My background is big IT - my employers have typically owned their own DCs, have local sysadmins in each site, big support contracts, etc. So I've done a lot of datacenter-oriented work, just not with public DCs. Obviously, no one who advertises here runs his own datacenter.
So let's say you want to stand up a VPS hosting company in, say, Kansas City (just picked that at random). You buy a server, ship it to your house, configure it how you like, and then ship it off to the DC in KC where you rent colo.
Let's assume
- we're using rack-grade hardware here, not Best Buy gear
- the DC is remote, not something the provider can just drive over to
So my questions:
(1) A while later, let's say a hard drive goes bad. We're using RAID of some flavor so the node stays online. Do providers typically keep onboard RAID spares (i.e., hot spare in the array), and then replace the hard drive?

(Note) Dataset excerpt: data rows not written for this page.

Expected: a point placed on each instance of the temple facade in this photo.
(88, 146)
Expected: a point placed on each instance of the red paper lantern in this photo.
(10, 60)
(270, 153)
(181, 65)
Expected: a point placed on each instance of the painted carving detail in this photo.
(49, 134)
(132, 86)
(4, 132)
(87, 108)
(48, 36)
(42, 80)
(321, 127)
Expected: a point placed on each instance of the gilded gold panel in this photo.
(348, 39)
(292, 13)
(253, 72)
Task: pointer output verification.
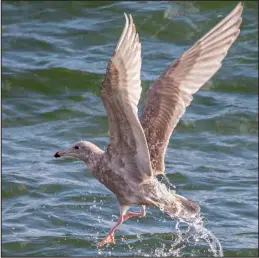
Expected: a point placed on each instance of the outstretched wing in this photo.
(172, 92)
(120, 94)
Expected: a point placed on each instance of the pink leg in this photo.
(110, 236)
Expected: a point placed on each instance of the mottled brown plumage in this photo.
(135, 154)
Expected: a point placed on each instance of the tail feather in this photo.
(182, 208)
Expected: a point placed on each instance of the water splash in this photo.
(195, 234)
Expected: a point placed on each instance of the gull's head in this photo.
(82, 150)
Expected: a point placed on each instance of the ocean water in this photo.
(54, 56)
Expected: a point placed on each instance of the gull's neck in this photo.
(94, 159)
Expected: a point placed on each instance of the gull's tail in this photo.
(182, 208)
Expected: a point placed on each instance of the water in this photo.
(54, 56)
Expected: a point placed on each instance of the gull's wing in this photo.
(172, 92)
(120, 94)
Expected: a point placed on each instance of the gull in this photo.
(134, 158)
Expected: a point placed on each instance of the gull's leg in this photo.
(124, 216)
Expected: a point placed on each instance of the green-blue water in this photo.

(2) Where does the replacement drive come from? The DC staff charge some "remote hands" fee to do the work, but do providers typically keep spare hard drives in some sort of holding area there to hot-swap it out? Or do they ship one?
(3) I suppose if you hot-spare or site-replace the hard drive, the user only suffers while the array rebuilds. If you don't have a hot spare or spare on site, users have to wait while you ship a drive and they could run with a degraded array/poor performance/at risk for some time.
(4) What if the whole node is offline - let's say the motherboard dies. Do providers typically keep a spare node - e.g., they've got 5 nodes in a DC, of which 4 are for customers and 1 is a high availability spare? Otherwise I'm guessing the fastest resolution is buy/warranty a new mobo, have DC remote hands install it (I'm guessing this isn't cheap), etc. - could easily be 24+ hours downtime. Or overload other nodes while they move customers off...that could get ugly. Or do providers just sort of "play the odds" and assume that over the life of a server, only drives are likely to fail.
(5) Same thing if perhaps the node just needs to be upgraded...let's say you want to add more hardware, RAM, whatever. There's remote hands, but what happens to customers in the meantime?
My suspicions are that kiddie hosts run everything "naked" - no hot spare, no spare onsite, no spare node. Bigger hosts run everything redundant - hot spare in the array(s), spares of drives/ram/boards/etc. on site, spare node.
Now for smaller hosts who rent servers, the dedi provider owns a lot of this responsibility. If a mobo goes bad, they're on the hook to pay for replacement, have spare parts, etc.
(6) But for those who rent servers, wouldn't they also need to rent a spare if they want to prevent customers from suffering during an extended outage if the server fails?